Sir Robert Scott said he had concerns about Tallinn's Cultural Capital budget, and said the program lacked input from the city's minority 's  meaning Russian 's  community.
Sir Robert, who chairs the Selection Panel for the European Capitals of Culture, made the comments to Estonia's members of the European Parliament during a meeting of the EP cultural committee on Aug. 27.
He told MEP Marianne Mikko that there were budgetary concerns because none of 400 million euros pledged by the government had been guaranteed in writing.

Further, he expressed concerns about the content of Tallinn's program, which was "unclear in its European dimension," lacked involvement from "new Estonians," and did not show any new examples of culture.
Mikko told The Baltic Times she had her own concerns about the program, which focused entirely on Tallinn's medieval history, rather than showcasing the city's forward thinking.
"Europe is looking for fresh ideas, for breakthrough culture, audacity and boldness. Estonia should present itself as a country of the future as much as possible. This is hard if we spend vast amounts of money making ourselves look more medieval," Mikko said.
"We need a lot of cutting-edge culture to balance our historical heritage. All cars have rear-view mirrors but the driver should still mostly be looking ahead."

At the same cultural committee meeting, the Finnish city of Turku 's which will jointly share the title of Cultural Capital with Tallinn in 2011 's was praised for its preparations. "Turku is very good.
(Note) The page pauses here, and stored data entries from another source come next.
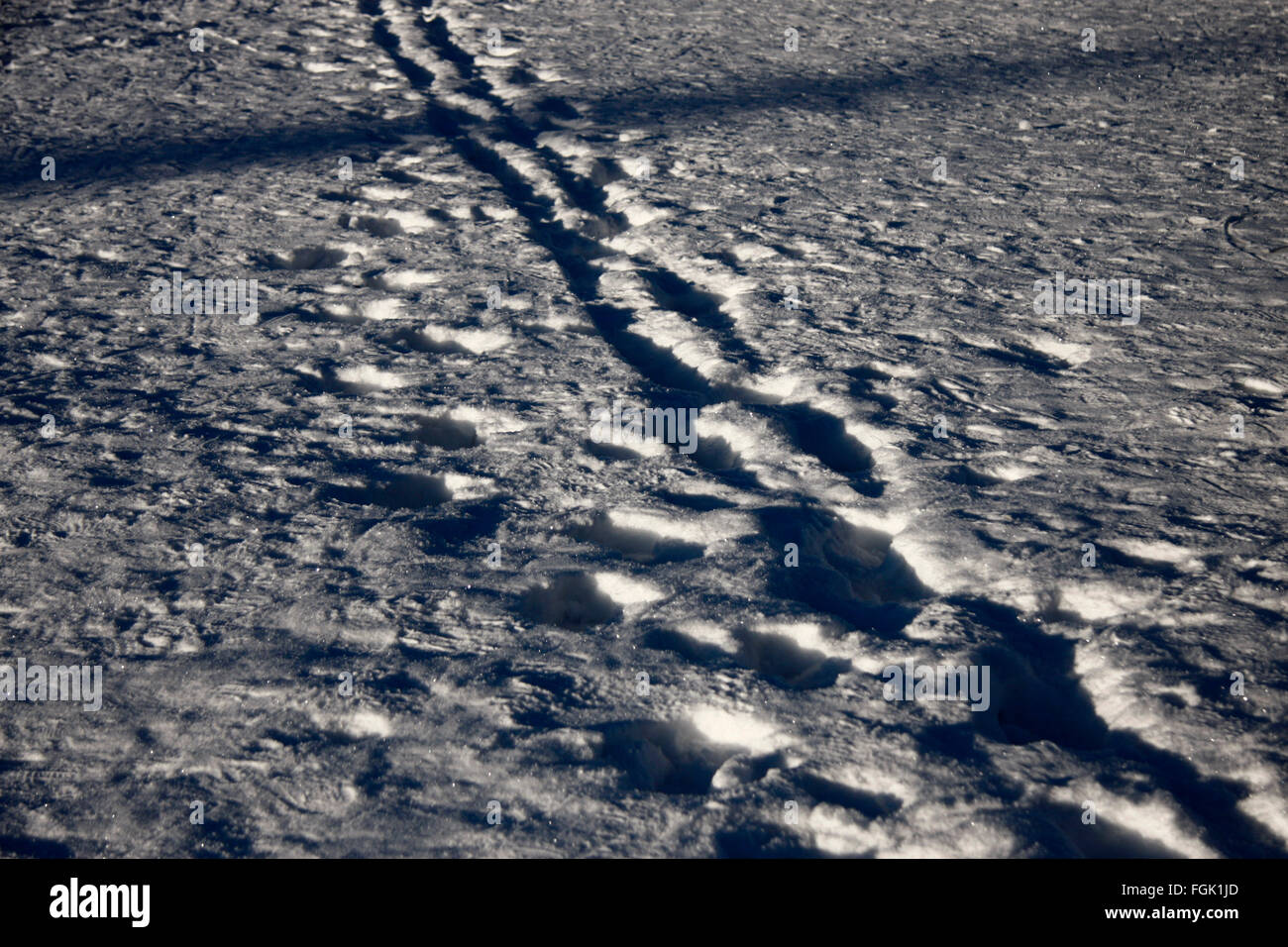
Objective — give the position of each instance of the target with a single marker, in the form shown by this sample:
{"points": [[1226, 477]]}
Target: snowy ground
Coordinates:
{"points": [[390, 471]]}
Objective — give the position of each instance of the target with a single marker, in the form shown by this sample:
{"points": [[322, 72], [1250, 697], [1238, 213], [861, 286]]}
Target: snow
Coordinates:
{"points": [[640, 650]]}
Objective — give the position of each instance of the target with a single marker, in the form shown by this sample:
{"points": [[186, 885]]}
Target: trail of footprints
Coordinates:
{"points": [[684, 341]]}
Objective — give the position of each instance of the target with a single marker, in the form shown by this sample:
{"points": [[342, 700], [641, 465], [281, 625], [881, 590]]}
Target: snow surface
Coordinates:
{"points": [[391, 474]]}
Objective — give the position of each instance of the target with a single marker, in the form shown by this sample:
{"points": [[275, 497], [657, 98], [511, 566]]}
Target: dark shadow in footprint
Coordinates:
{"points": [[684, 646], [786, 663], [304, 258], [702, 502], [1102, 839], [845, 571], [572, 600], [638, 545], [1033, 689], [867, 804], [664, 757], [393, 491], [446, 432]]}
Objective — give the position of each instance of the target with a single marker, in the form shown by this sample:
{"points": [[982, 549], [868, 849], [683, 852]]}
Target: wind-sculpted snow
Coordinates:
{"points": [[629, 390]]}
If we are not very good or even better, we will be marginalized," Mikko said.
Despite the criticism, there was no danger that Tallinn could be stripped of the title, she said. "Tallinn has been approved, now it must be improved."
The office in charge of administering the Cultural Capital program said the comments should be taken as constructive criticism.
Lennart Sundja, senior officer at the Tallinn Cultural Heritage Department, said the committee meeting was not a "beauty contest" between Tallinn and Turku, but was of a "working nature."
"The main concern with Tallinn was how the city will secure the funds designated for the Capital of Culture project," Sundja said

"What they want from Tallinn is to produce evidence that the budget is granted for the project until 2012 and will not be reduced over the years of preparation… We are currently working on this issue and we are planning to deliver the necessary documents to the selection panel by the end of October."
Sundja said the criticism about the nature of the program should be considered as "guidelines for developing a successful program."

"Of course, we take the suggestions made by the prominent panel very seriously. None of the critical remarks were something we could not deal with. I believe Estonian culture and Tallinn's cultural life is rich in potential and Tallinn will offer in 2011 an interesting and original cultural program for the whole Europe," Sundja said.